Updated July 6, 2026 · 6 min read

Every dictation tool brags about accuracy, and the number they usually point to is word error rate, or WER. It is a genuinely useful metric, but it does not measure what most people think it does. Here is what WER actually tells you about your writing on a Mac, and what it quietly leaves out.

Short answer: Word error rate is the share of words a speech to text system gets wrong, counting substitutions, insertions and deletions against what you actually said. A low WER means the transcript closely matches your speech, but it says nothing about punctuation, formatting or removing filler. Those come from on-device AI cleanup, not from the raw score.

Key takeaways

What word error rate actually measures

Word error rate is the standard accuracy metric for any voice to text system. You take a perfect human transcript, called the reference, and compare it word by word against what the machine produced. Every place they disagree is counted as one of three error types: a substitution (the wrong word), an insertion (an extra word), or a deletion (a missing word). Add those up, divide by the number of words in the reference, and you have your WER.

So a WER of 5% means that for every hundred words you spoke, five were wrong in some way. A WER of 0% means a flawless match. The metric comes straight out of academic speech recognition research, including the original Whisper paper from OpenAI, which reports WER across dozens of datasets. It is the same yardstick that shapes the state of Mac dictation in 2026, because it lets very different models be ranked on a single number.

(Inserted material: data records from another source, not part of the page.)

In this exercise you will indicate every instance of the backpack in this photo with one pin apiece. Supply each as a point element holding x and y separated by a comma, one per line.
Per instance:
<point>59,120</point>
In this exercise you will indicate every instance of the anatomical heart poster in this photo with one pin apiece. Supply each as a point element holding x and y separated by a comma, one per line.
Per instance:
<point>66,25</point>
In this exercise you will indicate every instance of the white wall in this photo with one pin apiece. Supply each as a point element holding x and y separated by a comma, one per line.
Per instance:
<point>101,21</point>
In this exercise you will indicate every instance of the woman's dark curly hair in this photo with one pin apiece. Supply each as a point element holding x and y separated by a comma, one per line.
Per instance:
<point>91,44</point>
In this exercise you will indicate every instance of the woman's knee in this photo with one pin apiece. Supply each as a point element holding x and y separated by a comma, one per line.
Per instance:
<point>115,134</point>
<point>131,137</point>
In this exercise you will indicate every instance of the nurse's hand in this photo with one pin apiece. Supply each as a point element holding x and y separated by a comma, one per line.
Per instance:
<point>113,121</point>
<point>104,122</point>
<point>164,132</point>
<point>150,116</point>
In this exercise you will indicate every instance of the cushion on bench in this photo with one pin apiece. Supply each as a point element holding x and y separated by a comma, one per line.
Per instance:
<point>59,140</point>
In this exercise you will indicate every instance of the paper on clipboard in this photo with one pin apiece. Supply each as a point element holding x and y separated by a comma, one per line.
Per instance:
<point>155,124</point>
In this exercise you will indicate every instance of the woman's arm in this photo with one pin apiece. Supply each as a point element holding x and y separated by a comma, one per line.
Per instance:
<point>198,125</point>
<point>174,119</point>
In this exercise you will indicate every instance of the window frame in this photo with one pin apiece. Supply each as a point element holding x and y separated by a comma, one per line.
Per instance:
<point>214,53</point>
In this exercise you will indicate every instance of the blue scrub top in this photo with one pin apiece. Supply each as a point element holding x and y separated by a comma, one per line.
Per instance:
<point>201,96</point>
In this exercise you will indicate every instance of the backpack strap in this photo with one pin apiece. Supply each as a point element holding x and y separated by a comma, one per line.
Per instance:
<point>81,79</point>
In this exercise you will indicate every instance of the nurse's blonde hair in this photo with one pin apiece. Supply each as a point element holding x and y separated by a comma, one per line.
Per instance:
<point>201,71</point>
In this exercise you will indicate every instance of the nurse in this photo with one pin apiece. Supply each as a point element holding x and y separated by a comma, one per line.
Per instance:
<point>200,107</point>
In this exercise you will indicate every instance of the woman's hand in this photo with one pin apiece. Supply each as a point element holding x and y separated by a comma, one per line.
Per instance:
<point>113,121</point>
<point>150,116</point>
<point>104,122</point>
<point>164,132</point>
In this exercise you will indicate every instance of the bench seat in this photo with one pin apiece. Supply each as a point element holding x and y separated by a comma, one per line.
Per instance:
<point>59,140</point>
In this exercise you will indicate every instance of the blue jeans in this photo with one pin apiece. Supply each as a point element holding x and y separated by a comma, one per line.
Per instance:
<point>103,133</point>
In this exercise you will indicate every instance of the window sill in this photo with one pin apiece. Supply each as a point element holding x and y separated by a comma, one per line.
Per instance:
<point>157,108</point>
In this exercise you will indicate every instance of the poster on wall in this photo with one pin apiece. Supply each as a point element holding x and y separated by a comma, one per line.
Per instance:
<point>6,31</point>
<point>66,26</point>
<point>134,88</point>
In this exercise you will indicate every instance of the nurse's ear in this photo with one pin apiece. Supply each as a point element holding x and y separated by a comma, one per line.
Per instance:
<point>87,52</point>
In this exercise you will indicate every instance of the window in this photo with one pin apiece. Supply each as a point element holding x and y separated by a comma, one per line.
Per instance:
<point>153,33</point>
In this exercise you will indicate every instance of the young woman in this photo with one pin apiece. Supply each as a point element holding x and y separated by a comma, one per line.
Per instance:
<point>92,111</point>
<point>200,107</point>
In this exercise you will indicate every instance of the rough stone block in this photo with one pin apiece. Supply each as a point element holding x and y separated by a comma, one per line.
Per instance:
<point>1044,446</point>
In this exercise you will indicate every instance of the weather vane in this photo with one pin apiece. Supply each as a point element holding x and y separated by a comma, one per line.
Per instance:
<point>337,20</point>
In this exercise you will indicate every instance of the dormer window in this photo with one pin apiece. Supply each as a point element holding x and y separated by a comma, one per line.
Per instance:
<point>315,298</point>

Word error rate substitutions + insertions + deletions total words you spoke
The WER formula: errors of all three types, divided by the length of the reference text.

Why a lower WER matters for real writing

The practical payoff of a low WER is simple: you spend less time fixing the transcript. If your speech to text app misses one word in twenty, a paragraph of email needs a couple of quick corrections. If it misses one in five, you are effectively proofreading a stranger's rough notes, and the whole speed advantage of dictation evaporates. Since most people speak around three to four times faster than they type, the entire reason to dictate is to save that time, and a high WER hands it right back.

Accuracy also compounds with context. Names, jargon and product terms are the words a model is least likely to know, so they are the ones that drive your personal WER up. A custom dictionary that teaches the app your own vocabulary is one of the most effective ways to push the real-world number down, especially for technical work like when you dictate into Xcode on a Mac and half your sentences are variable names.

3 types
of error feed WER: substitutions, insertions and deletions.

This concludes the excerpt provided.